Briefly, each specimen received a score of 1 to 12 as follows: 1 to 3, none to minimal cell accumulation and granulation tissue or epithelial migration; 4 to 6, thin, immature granulation dominated by inflammatory cells but with few fibroblasts, capillaries, or collagen deposition and minimal epithelial migration; 7 to 9, moderately thick granulation tissue, ranging from mainly inflammatory cells to more fibroblasts and collagen deposition; and 10 to 12, thick, vascular granulation tissue dominated by fibroblasts and extensive collagen deposition.
Evaluation of Wound Angiogenesis and Lymphangiogenesis
Sections were stained with rat anti-CD31 antibody (1:100) (BD Biosciences, San Jose, CA) or rabbit anti-LYVE-1 antibody (Upstate, Lake Placid, NY). Green fluorescence was generated by labeling with fluorescein isothiocyanate (FITC)–streptavidin (Vector Laboratories, Burlingame, CA) and biotinylated anti-rat or anti-rabbit antibody (both Vector Laboratories). Wound angiogenesis or lymphangiogenesis was analyzed by calculating the percentage of fluorescent area.
Briefly, for each slide, an image of the granulation tissue at the wound margin was captured. ImageJ software was used to quantitate the fluorescence intensity. The mean percentage of fluorescent pixels of five images served as an index of the angiogenic or lymphangiogenic response.
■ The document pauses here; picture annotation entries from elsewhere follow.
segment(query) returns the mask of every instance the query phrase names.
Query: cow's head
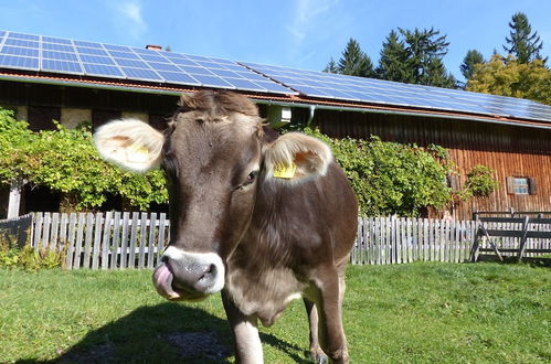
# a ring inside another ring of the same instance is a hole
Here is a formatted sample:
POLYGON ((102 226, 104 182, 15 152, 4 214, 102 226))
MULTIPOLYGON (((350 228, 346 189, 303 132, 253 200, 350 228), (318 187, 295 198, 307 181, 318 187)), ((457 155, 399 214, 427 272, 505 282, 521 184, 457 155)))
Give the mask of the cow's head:
POLYGON ((166 171, 171 239, 153 283, 168 299, 195 300, 224 287, 225 261, 251 222, 261 183, 290 185, 326 173, 319 140, 263 126, 256 106, 229 92, 183 96, 165 132, 117 120, 95 135, 99 153, 130 171, 166 171))

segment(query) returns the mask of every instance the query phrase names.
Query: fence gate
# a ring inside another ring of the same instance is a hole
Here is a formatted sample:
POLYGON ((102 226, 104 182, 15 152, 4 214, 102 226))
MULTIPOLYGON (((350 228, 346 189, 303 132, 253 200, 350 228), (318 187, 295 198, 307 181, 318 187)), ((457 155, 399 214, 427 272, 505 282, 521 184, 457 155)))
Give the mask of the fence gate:
POLYGON ((0 220, 0 244, 22 248, 32 235, 32 215, 0 220))

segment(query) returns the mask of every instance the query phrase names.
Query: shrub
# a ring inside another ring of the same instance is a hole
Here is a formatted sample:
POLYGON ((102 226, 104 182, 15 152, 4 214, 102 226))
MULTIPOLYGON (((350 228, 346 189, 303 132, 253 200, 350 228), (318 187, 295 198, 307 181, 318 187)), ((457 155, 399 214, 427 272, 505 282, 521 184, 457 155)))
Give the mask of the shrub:
POLYGON ((32 132, 11 111, 0 109, 0 183, 17 178, 32 185, 61 192, 66 210, 100 206, 109 194, 120 195, 130 206, 147 210, 168 201, 161 171, 134 174, 99 158, 89 126, 32 132))
POLYGON ((333 150, 358 195, 360 213, 370 216, 418 216, 424 208, 442 208, 451 202, 445 180, 449 163, 444 148, 383 142, 378 137, 331 139, 319 130, 304 128, 333 150), (435 154, 437 151, 437 158, 435 154))

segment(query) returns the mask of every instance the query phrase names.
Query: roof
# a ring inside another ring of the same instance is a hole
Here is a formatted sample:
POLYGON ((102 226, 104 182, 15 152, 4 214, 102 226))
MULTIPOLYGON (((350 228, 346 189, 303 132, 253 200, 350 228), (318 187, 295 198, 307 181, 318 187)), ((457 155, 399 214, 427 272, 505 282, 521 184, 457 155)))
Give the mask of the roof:
POLYGON ((0 78, 168 94, 223 88, 277 104, 551 128, 551 106, 513 97, 9 31, 0 31, 0 78))

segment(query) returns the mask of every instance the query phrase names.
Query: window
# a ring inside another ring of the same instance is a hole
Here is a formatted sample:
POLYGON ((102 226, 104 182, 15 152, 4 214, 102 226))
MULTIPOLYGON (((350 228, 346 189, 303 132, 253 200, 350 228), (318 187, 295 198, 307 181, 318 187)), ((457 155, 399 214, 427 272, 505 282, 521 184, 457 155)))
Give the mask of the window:
POLYGON ((515 194, 528 194, 528 179, 515 178, 515 194))
POLYGON ((527 176, 508 176, 507 193, 509 194, 536 194, 536 179, 527 176))

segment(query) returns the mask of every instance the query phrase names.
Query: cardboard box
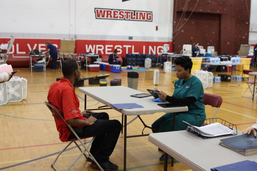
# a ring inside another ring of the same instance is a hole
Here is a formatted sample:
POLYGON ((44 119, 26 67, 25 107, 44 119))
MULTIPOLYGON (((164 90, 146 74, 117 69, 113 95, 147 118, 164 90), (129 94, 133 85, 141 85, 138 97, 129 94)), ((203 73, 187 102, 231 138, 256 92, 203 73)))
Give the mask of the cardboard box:
POLYGON ((146 70, 145 80, 153 80, 154 70, 151 69, 146 70))

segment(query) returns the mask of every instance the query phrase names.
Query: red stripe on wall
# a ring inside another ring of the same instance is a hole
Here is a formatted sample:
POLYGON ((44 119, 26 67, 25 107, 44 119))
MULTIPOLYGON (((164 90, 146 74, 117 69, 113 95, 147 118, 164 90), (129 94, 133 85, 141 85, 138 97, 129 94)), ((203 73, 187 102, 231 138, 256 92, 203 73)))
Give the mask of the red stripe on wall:
MULTIPOLYGON (((10 39, 0 38, 0 44, 8 43, 10 39)), ((15 39, 11 49, 7 63, 13 67, 28 67, 28 54, 31 49, 46 50, 45 44, 47 41, 57 46, 59 50, 60 39, 15 39), (21 58, 19 57, 21 57, 21 58)), ((102 55, 112 52, 115 48, 119 56, 125 57, 126 53, 155 54, 159 53, 164 44, 169 44, 170 52, 172 52, 172 42, 128 41, 77 40, 75 52, 79 54, 87 52, 95 53, 102 55)))

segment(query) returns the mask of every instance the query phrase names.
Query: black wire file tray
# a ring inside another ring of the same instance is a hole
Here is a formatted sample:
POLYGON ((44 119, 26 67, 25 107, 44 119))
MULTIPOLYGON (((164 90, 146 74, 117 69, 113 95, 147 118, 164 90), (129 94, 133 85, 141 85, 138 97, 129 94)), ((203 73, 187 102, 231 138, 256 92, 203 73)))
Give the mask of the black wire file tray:
POLYGON ((236 128, 236 125, 220 118, 213 118, 213 119, 211 118, 205 119, 199 119, 199 120, 186 121, 186 122, 188 123, 189 124, 198 127, 208 125, 211 123, 214 123, 218 122, 228 127, 229 128, 233 130, 234 131, 234 133, 232 134, 213 137, 206 137, 201 135, 201 132, 198 129, 193 127, 192 126, 190 126, 189 124, 186 123, 186 131, 194 134, 195 135, 198 137, 201 137, 203 139, 231 136, 231 135, 235 135, 237 134, 237 129, 236 128))

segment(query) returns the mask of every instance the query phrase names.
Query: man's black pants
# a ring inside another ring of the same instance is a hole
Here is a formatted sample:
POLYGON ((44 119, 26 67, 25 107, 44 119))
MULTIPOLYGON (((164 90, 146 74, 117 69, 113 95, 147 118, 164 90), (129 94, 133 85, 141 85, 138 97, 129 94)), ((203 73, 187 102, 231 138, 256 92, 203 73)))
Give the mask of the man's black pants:
MULTIPOLYGON (((113 151, 121 130, 119 121, 109 120, 105 112, 95 113, 93 116, 97 119, 94 124, 83 128, 83 132, 77 134, 80 137, 97 136, 93 142, 90 152, 99 162, 107 161, 113 151)), ((76 138, 71 133, 69 139, 76 138)))

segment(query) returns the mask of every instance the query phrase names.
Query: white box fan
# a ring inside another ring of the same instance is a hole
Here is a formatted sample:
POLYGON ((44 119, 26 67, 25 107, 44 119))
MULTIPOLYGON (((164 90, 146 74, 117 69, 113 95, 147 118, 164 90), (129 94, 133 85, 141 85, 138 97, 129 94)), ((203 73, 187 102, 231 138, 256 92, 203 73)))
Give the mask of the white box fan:
POLYGON ((0 106, 6 104, 8 101, 6 83, 0 83, 0 106))
POLYGON ((23 99, 27 97, 28 95, 28 80, 26 78, 21 77, 20 78, 23 83, 23 99))
POLYGON ((8 101, 20 101, 23 99, 23 83, 19 78, 12 78, 7 82, 8 101))
POLYGON ((171 62, 165 62, 163 64, 163 71, 165 73, 171 72, 171 62))
POLYGON ((202 70, 195 70, 193 75, 196 76, 202 82, 204 88, 210 88, 212 86, 213 74, 211 72, 202 70))

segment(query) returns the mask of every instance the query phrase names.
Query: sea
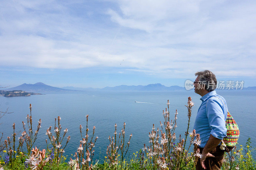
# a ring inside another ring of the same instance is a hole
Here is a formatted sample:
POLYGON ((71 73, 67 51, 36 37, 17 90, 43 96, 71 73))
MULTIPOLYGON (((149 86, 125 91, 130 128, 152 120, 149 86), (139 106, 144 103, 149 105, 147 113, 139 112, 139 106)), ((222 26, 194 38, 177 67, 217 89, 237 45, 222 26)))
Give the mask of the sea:
MULTIPOLYGON (((238 125, 240 133, 239 144, 245 146, 247 140, 250 138, 251 145, 256 147, 256 91, 227 90, 217 92, 226 99, 228 110, 238 125)), ((67 135, 71 137, 65 149, 65 154, 69 158, 71 154, 74 155, 79 147, 81 140, 80 125, 83 127, 83 137, 85 137, 86 115, 88 115, 89 137, 94 126, 94 137, 99 137, 94 148, 94 159, 100 160, 104 159, 106 155, 107 146, 109 144, 108 138, 114 135, 116 123, 118 134, 125 122, 126 142, 132 133, 127 153, 127 155, 131 155, 142 148, 144 144, 146 146, 149 144, 148 133, 152 130, 153 124, 156 129, 160 127, 160 121, 164 122, 163 110, 167 107, 167 100, 170 103, 171 118, 174 118, 176 109, 178 113, 175 131, 177 137, 180 134, 184 137, 187 127, 188 110, 185 105, 187 105, 188 97, 191 97, 194 103, 190 131, 193 130, 201 103, 201 96, 193 91, 44 93, 29 97, 0 96, 0 111, 5 112, 8 109, 7 112, 11 113, 6 114, 0 119, 0 132, 4 133, 2 140, 11 136, 14 122, 18 136, 21 135, 22 122, 26 122, 26 117, 30 112, 29 106, 31 103, 33 129, 36 128, 39 119, 42 121, 42 128, 34 146, 37 146, 40 149, 46 148, 45 140, 48 139, 46 130, 50 126, 54 127, 55 118, 59 116, 61 118, 62 134, 67 128, 67 135)), ((64 139, 64 142, 65 142, 64 139)), ((255 157, 255 153, 253 155, 255 157)))

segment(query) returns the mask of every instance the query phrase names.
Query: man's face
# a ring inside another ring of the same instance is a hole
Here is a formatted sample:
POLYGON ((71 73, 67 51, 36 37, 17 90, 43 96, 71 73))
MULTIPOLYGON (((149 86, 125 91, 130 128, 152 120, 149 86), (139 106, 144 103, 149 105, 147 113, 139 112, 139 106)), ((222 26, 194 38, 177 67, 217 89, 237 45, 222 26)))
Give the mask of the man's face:
POLYGON ((194 83, 194 86, 195 87, 195 92, 198 94, 199 95, 202 94, 202 84, 200 83, 198 83, 199 81, 199 78, 198 76, 196 78, 195 80, 195 83, 194 83))

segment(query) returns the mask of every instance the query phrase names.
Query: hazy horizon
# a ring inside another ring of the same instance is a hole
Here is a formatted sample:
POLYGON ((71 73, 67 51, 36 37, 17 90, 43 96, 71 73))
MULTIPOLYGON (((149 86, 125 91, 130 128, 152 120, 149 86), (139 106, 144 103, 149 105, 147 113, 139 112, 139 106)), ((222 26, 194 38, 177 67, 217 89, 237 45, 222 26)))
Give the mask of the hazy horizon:
POLYGON ((2 86, 184 86, 209 70, 256 85, 256 2, 18 2, 0 4, 2 86))

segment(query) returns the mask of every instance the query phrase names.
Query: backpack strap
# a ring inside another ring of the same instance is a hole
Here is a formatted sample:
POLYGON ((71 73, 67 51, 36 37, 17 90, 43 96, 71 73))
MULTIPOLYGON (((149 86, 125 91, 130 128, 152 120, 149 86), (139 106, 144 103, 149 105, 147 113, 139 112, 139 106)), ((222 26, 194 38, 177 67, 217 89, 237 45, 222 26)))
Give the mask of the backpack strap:
POLYGON ((226 105, 226 104, 225 103, 225 102, 224 101, 224 100, 222 100, 222 99, 221 99, 221 98, 219 98, 219 97, 215 97, 215 96, 213 96, 213 97, 211 97, 211 98, 210 98, 210 99, 208 99, 208 100, 207 100, 207 102, 206 102, 206 107, 207 107, 207 103, 208 102, 208 101, 209 101, 209 100, 210 100, 210 99, 212 99, 212 98, 217 98, 217 99, 220 99, 220 100, 222 100, 222 101, 224 103, 224 105, 225 105, 225 106, 226 106, 226 108, 227 108, 227 112, 228 112, 228 107, 227 107, 227 106, 226 105))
Evaluation of Macrophage Number, Phenotype, and VEGF-C Expression in Granulation Tissue
Sections of wounds were stained with rat anti-F4/80 antibody (Invitrogen, Carlsbad, CA). Labeling with F4/80 was visualized with Cy3-conjugated anti-rat antibody (Vector Laboratories). Ten granulation tissue fields (two sections from each animal) were selected, and F4/80-positive cells were counted.
VEGF-C expression was evaluated using goat anti-VEGF-C antibody (Santa Cruz Biotechnology, Santa Cruz, CA) and FITC-conjugated anti-goat antibody (Vector Laboratories). To determine the phenotype of infiltrating macrophages, IL-13 and tumor necrosis factor (TNF) α expression was evaluated using goat anti-IL-13 antibody and goat anti-TNF-α antibody (Santa Cruz Biotechnology), respectively, and FITC-conjugated anti-goat antibody. F4/80-positive TNF-α–positive cells were defined as an M1 phenotype and F4/80-positive IL-13–positive cells as an M2 phenotype. In each slide, F4/80-positive cells, F4/80-positive TNF-α–positive cells, and F4/80-positive IL-13–positive cells were counted, and percentages of TNF-α–positive macrophages and IL-13–positive macrophages were evaluated. The mean percentages of TNF-α–positive macrophages and IL-13–positive macrophages in five images were used as indexes of the M1 and M2 phenotypes, respectively.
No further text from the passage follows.